Welcome to the fascinating world of 3-dimensional space! Unlike the flat 2-dimensional world, a 3-dimensional (or 3D) space has depth, making it more complex and exciting. In 3D, you can use three coordinates, typically labeled as \(x, y, z\), to indicate the position of any point.

Consider a room. You are able to move left-right (x-axis), forward-backward (y-axis), and up-down (z-axis). This three-axis combination gives 3-dimensional space its depth and complexity, allowing for interesting geometric representations like spheres, cubes, and more.

• The x-coordinate measures horizontal position.
• The y-coordinate measures vertical position.
• The z-coordinate measures depth, adding the third dimension.

Understanding this basic concept helps in visualizing problems like the one in this exercise, where we find a line in 3-dimensional space using coordinates and vectors.

A direction vector is a key tool for understanding how objects, such as lines, orient themselves within space.
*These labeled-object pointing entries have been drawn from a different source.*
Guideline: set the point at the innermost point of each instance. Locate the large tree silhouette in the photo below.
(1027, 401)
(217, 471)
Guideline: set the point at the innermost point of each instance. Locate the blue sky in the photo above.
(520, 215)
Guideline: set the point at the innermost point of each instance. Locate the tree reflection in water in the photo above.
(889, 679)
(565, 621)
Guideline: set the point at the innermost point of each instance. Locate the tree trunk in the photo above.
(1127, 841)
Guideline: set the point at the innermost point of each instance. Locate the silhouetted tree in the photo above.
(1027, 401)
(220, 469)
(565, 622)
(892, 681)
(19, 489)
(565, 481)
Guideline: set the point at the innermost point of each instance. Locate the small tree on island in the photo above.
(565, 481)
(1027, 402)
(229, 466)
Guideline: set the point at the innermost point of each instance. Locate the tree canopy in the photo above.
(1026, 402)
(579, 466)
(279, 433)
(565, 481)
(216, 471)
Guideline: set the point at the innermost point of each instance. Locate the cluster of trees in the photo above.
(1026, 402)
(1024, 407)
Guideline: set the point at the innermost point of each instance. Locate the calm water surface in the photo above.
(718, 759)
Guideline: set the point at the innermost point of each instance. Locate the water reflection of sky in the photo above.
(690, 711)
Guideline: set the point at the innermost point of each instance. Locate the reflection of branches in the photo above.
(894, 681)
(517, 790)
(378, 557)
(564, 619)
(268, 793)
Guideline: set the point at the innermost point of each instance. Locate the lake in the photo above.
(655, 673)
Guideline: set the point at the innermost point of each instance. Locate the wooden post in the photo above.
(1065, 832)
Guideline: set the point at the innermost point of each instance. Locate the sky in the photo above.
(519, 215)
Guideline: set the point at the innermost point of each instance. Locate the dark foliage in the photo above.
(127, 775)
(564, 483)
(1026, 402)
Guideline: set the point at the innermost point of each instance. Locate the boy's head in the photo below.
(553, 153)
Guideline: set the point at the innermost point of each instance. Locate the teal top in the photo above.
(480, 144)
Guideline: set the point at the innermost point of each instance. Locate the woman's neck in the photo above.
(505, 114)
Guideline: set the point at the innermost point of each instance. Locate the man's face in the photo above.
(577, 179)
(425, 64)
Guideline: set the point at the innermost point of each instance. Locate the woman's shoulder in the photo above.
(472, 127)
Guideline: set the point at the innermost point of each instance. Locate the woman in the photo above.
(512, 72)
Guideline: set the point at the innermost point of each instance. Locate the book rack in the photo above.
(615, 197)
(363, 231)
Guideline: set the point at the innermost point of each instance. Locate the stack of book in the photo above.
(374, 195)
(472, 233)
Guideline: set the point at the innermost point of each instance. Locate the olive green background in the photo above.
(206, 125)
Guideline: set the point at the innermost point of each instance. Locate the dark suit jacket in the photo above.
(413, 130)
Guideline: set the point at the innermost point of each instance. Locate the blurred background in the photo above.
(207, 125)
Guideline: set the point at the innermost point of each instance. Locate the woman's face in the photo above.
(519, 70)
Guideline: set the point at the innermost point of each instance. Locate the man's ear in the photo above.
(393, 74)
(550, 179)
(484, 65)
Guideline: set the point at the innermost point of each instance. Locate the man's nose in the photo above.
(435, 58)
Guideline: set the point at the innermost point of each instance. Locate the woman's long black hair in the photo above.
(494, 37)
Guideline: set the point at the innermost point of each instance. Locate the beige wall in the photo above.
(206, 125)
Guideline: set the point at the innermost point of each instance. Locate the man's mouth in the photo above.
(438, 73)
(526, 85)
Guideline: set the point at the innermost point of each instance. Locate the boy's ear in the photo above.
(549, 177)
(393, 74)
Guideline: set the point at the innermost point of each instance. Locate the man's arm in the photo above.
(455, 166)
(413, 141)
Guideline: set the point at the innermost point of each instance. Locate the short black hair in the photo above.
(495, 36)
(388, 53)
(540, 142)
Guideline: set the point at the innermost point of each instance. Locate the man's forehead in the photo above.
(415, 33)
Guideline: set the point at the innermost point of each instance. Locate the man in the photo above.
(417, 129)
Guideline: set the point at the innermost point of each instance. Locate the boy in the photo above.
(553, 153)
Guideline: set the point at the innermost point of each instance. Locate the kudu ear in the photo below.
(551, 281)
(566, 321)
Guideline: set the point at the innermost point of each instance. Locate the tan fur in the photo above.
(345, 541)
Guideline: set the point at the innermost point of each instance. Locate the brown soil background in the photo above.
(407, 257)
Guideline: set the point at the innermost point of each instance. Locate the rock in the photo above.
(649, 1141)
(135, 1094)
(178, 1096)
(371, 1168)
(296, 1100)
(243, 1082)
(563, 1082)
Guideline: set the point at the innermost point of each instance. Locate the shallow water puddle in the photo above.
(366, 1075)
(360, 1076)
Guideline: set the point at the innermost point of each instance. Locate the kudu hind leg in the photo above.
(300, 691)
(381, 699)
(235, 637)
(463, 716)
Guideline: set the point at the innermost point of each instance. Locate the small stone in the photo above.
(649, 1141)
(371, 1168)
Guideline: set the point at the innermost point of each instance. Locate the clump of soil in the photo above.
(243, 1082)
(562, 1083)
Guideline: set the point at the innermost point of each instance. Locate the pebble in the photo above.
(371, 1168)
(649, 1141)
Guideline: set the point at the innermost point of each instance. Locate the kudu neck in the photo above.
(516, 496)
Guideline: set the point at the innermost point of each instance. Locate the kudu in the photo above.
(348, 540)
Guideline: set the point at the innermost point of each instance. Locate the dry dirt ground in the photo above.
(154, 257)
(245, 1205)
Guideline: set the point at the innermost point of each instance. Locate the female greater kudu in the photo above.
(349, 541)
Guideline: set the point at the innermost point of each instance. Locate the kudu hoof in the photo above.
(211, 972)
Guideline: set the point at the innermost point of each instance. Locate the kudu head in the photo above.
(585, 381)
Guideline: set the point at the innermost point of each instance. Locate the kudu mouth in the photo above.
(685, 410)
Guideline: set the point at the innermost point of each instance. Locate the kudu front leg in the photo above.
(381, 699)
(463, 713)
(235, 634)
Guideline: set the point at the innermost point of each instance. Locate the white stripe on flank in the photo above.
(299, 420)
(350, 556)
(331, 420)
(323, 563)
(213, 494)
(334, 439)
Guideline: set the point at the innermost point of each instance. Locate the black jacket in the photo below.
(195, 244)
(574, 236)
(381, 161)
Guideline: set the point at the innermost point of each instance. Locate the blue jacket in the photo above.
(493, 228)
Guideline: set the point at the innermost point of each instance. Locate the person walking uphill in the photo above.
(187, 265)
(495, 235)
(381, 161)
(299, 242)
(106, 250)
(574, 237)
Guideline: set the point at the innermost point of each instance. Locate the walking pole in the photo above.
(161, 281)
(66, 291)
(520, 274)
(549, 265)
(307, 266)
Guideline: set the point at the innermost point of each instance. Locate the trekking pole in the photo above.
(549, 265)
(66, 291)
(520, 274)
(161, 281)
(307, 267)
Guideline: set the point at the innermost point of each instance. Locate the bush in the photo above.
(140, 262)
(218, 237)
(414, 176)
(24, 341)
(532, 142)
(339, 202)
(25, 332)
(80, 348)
In our exercise, the vector \(\mathbf{v} = \langle 0, -4, 2 \rangle \) gives the direction in which the line moves.

Think of a direction vector as a set of instructions that tell you how to "travel" from one point to another. Each component of the vector shows movement along one of the three axes:

• 0 along the x-axis: no movement left or right.
• -4 along the y-axis: points downward, indicating movement downwards.
• 2 along the z-axis: moves upwards in the depth direction.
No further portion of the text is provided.